Confessions on a people pleaser

As I have mentioned a time or two in my columns—and anyone who knows me or has interacted with me for more than five minutes has figured out—I am a people pleaser.
Like it’s bad. It’s a serious issue.
It dominates my thoughts. I’m constantly thinking about if people like me or not. And if I think they might not, what could I do to make them like me more. Or if they do, how can I keep that going?
A friend and I had a conversation about it not that long ago. He is an editor for another paper. I told him that I think it makes me not as good at my job because I am scared to let people down. I tell them what I think they want to hear and not necessarily what I should tell them.
I also said I think it makes me selfish. He argued that it just makes me nice and a good person.
I don’t think it does though. I think it genuinely makes me selfish. I mean there is some of the “I really do want others to be happy”. I do get joy from helping out someone and seeing them get something out of it whether that is relief, happiness or anything else. But if I am honest, there is always that underlying need to be liked.

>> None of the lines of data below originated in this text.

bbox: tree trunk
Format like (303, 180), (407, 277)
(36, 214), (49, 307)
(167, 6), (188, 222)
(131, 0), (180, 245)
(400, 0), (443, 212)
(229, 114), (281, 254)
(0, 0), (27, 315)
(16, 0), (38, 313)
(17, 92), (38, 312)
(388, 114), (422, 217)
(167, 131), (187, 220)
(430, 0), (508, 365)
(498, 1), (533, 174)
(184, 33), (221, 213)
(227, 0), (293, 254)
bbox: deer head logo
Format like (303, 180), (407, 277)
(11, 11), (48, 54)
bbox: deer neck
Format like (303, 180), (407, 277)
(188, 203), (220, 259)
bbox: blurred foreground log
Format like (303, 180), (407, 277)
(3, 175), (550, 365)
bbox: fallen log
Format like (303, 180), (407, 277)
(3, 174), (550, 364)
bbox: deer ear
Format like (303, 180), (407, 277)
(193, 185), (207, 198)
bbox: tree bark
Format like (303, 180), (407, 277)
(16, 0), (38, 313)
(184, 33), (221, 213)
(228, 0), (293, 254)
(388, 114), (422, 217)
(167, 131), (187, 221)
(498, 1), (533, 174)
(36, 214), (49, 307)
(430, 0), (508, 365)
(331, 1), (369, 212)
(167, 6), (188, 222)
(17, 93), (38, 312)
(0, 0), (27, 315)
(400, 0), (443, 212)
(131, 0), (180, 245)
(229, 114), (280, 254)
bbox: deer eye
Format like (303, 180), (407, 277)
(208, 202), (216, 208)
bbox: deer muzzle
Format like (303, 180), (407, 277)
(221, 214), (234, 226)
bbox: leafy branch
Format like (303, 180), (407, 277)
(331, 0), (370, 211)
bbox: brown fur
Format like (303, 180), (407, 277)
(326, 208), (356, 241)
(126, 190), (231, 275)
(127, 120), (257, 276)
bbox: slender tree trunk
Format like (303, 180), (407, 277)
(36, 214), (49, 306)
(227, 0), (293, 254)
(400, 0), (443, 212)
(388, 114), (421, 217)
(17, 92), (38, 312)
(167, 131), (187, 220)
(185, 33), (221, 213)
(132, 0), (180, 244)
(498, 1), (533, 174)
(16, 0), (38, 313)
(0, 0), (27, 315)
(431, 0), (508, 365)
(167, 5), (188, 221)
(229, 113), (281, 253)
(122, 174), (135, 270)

And while often it is fine and no one gets hurt (and both of us even benefit), it can sometimes be pretty
bad.
In fact, I probably should have started this out by stating “My name is Laura and I am a people pleaser.”
Not to make light of alcoholism, because I think that people-pleasing can also wreak havoc on lives in very similar ways.
My cousin, who happens to be my very best friend in the whole entire world, had to call me out on it when my people-pleasing almost ruined our relationship and it caused some major issues in other family relationships. Okay, it wouldn’t have ruined our relationship because she is way
cooler than me and always has and always will love me more than I deserve, but it made me really
unlikeable.
The people-pleasing made me a lying, horrible person. She helped me see that while I thought that I was being this kind and caring person doing so much for others, I was letting down those who loved me most not to mention I was hurting myself—all to please people who really didn’t even matter.
And to me, that was the opposite of people-pleasing and so completely unselfish. She risked me not liking her at all to tell me something really hard. And we both, not to mention our relationship, gained huge rewards out of it. It really opened my eyes to just how selfish my people-pleasing is and how much it hurts those I care about the most.
So I am working really hard on this. I think the key, maybe a lot like overcoming alcoholism, is honesty as well as being able to face hard emotions. Like what is the worst thing if someone doesn’t like me? What will happen? Will the world end? Do I even like the person I am trying to please? Because sometimes I really don’t so how dumb is that?! And what is driving my need to be liked?
Feel free to ask me how this is going if you see me. Or let me know if you have this struggle. Do you
think this is a selfishness issue or just being a nice person? Or maybe a little bit of both? I would love to discuss it more. But only if it makes you like me! Kidding…mostly.